Singapore released the chairman's statement after the foreign ministers' retreat held here. Following the unofficial meeting, Foreign Minister Vivian Balakrishnan told reporters that the territorial claims in South China Sea are not resolved and that talks on drawing up a code of conduct to avoid conflicts will be "very complicated."
But Balakrishnan also shared the city-state's resolve to help advance the talks as chair. "I believe there is shared good faith and goodwill on both sides" for efforts toward a significant advance this year, he said.
The statement does not single out China explicitly. But it notes "concerns expressed by some ministers on the land reclamations and activities in the [South China Sea] area, which have eroded trust and confidence, increased tensions and may undermine peace, security and stability in the region."
In an apparent jab at Beijing, the document also reaffirms the need to "exercise self-restraint in the conduct of activities and avoid actions that may further complicate the situation."
China has ignored an international tribunal's July 2016 ruling that rejects its claims in the South China Sea, and the Association of Southeast Asian Nations has repeatedly voiced concerns about the situation at such venues as summit meetings.

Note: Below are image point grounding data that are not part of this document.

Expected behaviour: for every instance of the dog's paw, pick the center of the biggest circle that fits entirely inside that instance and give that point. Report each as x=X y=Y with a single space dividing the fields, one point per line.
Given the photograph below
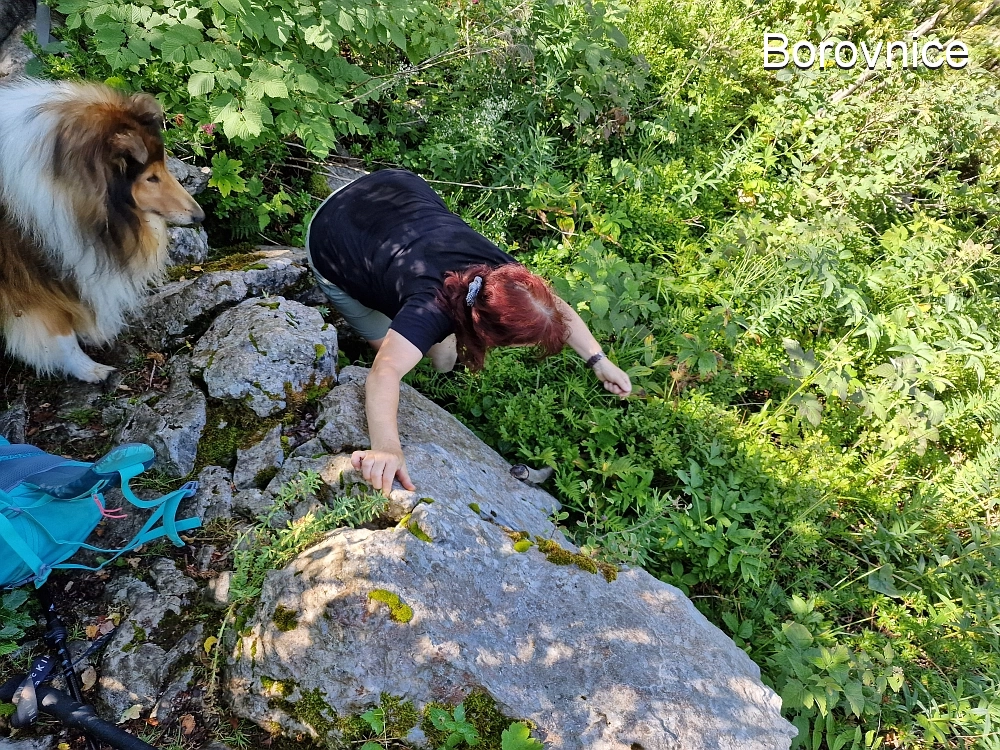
x=94 y=373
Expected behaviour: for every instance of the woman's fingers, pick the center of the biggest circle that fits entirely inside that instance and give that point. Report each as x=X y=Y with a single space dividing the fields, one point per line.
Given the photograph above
x=380 y=468
x=404 y=478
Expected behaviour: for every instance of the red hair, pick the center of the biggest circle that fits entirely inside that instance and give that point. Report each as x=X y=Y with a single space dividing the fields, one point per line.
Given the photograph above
x=514 y=308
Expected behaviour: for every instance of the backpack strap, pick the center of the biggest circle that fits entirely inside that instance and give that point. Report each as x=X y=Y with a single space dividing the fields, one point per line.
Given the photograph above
x=170 y=527
x=13 y=539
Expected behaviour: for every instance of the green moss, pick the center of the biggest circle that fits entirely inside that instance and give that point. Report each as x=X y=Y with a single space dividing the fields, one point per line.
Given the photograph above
x=398 y=609
x=263 y=477
x=318 y=185
x=285 y=619
x=418 y=532
x=312 y=710
x=481 y=711
x=245 y=258
x=559 y=556
x=229 y=426
x=282 y=688
x=399 y=716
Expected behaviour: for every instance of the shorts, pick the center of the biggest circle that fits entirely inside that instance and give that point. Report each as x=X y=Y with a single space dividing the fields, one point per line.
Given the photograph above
x=370 y=324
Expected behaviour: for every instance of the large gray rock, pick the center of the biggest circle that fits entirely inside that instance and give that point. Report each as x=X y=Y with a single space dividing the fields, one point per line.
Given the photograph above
x=187 y=245
x=214 y=498
x=14 y=53
x=173 y=426
x=138 y=664
x=259 y=350
x=265 y=457
x=193 y=179
x=176 y=309
x=594 y=664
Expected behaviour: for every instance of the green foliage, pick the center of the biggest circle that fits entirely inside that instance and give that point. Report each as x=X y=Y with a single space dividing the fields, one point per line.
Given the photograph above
x=454 y=725
x=799 y=277
x=517 y=737
x=268 y=546
x=13 y=620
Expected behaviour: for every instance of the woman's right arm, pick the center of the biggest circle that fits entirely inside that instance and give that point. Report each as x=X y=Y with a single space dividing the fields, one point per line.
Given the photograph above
x=396 y=357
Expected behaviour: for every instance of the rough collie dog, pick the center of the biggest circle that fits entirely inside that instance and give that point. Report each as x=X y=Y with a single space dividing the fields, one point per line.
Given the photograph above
x=85 y=199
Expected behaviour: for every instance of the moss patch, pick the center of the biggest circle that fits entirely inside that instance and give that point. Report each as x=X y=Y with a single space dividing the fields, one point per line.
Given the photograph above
x=312 y=710
x=282 y=688
x=237 y=261
x=418 y=532
x=481 y=711
x=285 y=619
x=229 y=426
x=399 y=610
x=559 y=556
x=263 y=477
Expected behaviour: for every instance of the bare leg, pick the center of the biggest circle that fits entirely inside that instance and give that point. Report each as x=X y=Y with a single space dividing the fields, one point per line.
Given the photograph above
x=46 y=340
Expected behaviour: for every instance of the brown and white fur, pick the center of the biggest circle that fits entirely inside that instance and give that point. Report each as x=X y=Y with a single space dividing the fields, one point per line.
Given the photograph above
x=85 y=199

But the Philippines progressively toned down language against China last year amid President Rodrigo Duterte's pivot to Beijing for economic support. The chairman's statement from the ASEAN summit that November made no mention of "concern" over the issue.

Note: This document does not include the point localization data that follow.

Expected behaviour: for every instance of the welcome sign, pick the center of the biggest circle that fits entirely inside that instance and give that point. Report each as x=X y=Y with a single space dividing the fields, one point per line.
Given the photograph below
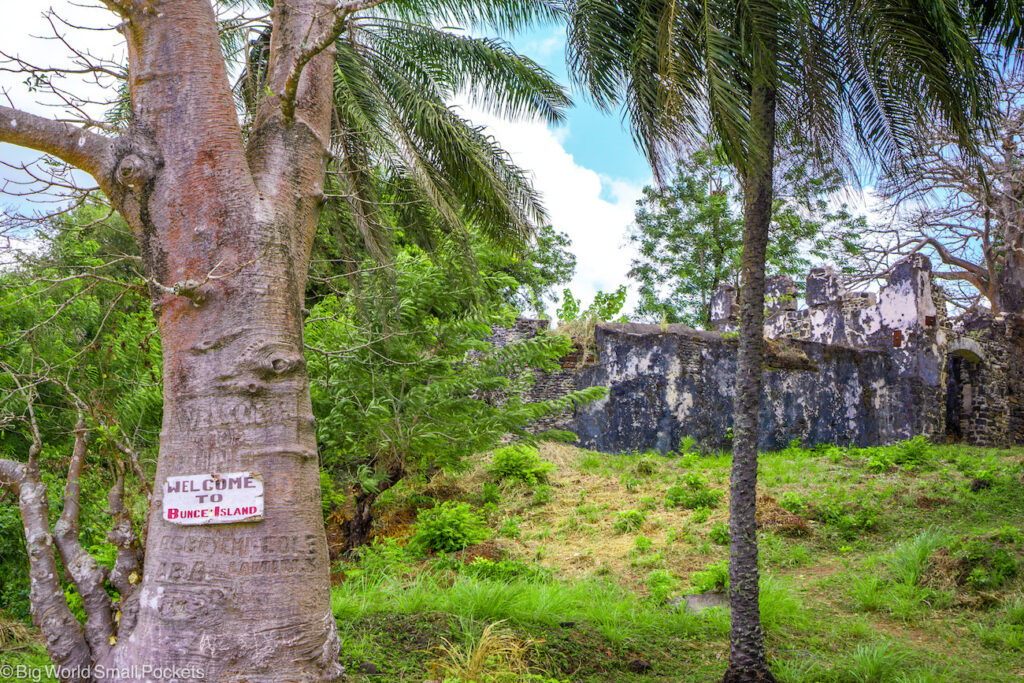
x=213 y=499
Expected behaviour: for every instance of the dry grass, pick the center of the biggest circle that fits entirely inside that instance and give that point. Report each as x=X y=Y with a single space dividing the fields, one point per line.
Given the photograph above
x=498 y=654
x=573 y=532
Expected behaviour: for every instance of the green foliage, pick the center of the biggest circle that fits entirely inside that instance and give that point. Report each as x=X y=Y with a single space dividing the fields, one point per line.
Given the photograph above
x=519 y=462
x=330 y=497
x=629 y=520
x=449 y=527
x=688 y=235
x=796 y=503
x=692 y=493
x=660 y=584
x=393 y=392
x=915 y=454
x=489 y=493
x=605 y=306
x=849 y=518
x=719 y=534
x=505 y=570
x=510 y=527
x=988 y=565
x=713 y=578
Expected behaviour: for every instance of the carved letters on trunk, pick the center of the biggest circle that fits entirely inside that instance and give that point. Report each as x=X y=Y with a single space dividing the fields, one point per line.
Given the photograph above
x=213 y=499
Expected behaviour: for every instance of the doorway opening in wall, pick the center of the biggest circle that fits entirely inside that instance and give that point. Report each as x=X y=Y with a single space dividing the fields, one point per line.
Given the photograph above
x=963 y=370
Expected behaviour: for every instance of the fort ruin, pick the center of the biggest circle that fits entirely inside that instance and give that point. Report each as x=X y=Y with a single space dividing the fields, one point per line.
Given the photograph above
x=847 y=368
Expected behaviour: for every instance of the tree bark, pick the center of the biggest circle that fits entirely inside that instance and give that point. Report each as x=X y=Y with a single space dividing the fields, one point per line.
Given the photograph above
x=747 y=652
x=1010 y=210
x=225 y=227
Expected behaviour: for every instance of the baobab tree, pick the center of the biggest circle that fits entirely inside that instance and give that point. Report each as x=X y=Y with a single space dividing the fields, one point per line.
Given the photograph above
x=222 y=188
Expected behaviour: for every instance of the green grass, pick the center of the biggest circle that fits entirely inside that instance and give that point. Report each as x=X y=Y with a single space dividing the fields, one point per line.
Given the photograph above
x=855 y=600
x=906 y=574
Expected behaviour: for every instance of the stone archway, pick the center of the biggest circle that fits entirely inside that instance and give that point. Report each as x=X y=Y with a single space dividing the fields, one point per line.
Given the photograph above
x=965 y=366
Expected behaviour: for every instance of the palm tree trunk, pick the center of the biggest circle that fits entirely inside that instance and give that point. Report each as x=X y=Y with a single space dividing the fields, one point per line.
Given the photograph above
x=747 y=654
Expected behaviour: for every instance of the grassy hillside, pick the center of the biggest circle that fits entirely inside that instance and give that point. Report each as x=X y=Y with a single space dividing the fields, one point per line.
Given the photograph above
x=901 y=563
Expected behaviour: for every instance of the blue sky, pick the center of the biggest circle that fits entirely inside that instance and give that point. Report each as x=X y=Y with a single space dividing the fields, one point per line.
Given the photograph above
x=587 y=169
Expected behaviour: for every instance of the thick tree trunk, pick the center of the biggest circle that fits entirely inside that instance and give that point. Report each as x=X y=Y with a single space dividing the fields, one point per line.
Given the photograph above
x=225 y=227
x=747 y=653
x=226 y=230
x=1010 y=282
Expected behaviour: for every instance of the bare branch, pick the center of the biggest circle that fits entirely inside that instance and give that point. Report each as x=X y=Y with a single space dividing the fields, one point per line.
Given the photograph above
x=65 y=638
x=83 y=569
x=89 y=152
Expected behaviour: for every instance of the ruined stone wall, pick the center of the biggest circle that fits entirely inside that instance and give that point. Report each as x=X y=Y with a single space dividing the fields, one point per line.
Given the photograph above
x=668 y=384
x=849 y=368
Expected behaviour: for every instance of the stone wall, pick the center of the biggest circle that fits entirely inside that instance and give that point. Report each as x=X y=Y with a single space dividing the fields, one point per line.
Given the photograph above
x=848 y=368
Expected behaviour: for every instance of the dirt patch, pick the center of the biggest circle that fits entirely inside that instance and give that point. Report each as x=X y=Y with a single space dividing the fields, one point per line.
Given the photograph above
x=772 y=516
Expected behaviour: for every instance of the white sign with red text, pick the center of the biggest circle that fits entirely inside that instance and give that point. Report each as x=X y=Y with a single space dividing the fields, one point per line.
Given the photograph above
x=213 y=499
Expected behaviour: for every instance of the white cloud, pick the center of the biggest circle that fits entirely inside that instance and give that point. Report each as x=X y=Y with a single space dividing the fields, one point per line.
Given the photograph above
x=573 y=196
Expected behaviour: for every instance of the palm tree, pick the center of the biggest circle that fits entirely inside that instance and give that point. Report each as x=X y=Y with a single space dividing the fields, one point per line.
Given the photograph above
x=843 y=75
x=403 y=157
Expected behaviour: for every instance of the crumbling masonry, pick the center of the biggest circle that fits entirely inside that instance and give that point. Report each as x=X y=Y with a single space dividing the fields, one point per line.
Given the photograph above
x=849 y=368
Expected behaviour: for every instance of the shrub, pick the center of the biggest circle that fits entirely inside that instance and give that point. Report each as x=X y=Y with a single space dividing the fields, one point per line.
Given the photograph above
x=986 y=564
x=641 y=545
x=720 y=534
x=505 y=571
x=629 y=520
x=700 y=515
x=659 y=586
x=489 y=493
x=449 y=527
x=510 y=527
x=850 y=519
x=519 y=462
x=914 y=453
x=542 y=496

Singapore will build on the latest statement to draft a new one for the upcoming summit in April. Other member countries are hopeful that Singapore will take a more balanced approach.
But leading negotiations on the text of the code of conduct will be no easy task, given member states' varying stances on the South China Sea issue. The likes of Cambodia and Laos are more pro-Beijing, while others including Vietnam take a harder line. The more concrete the text becomes, the harder it will be to align all member states. And how much an effect the code will have in restraining China is also unknown.
Meanwhile, in a gesture of collaboration with China, defense chiefs of the 10 member states met Tuesday with Chinese counterpart Chang Wanquan and agreed to conduct joint maritime exercises in late 2018. Such joint drills are unprecedented, according to Singapore's defense ministry.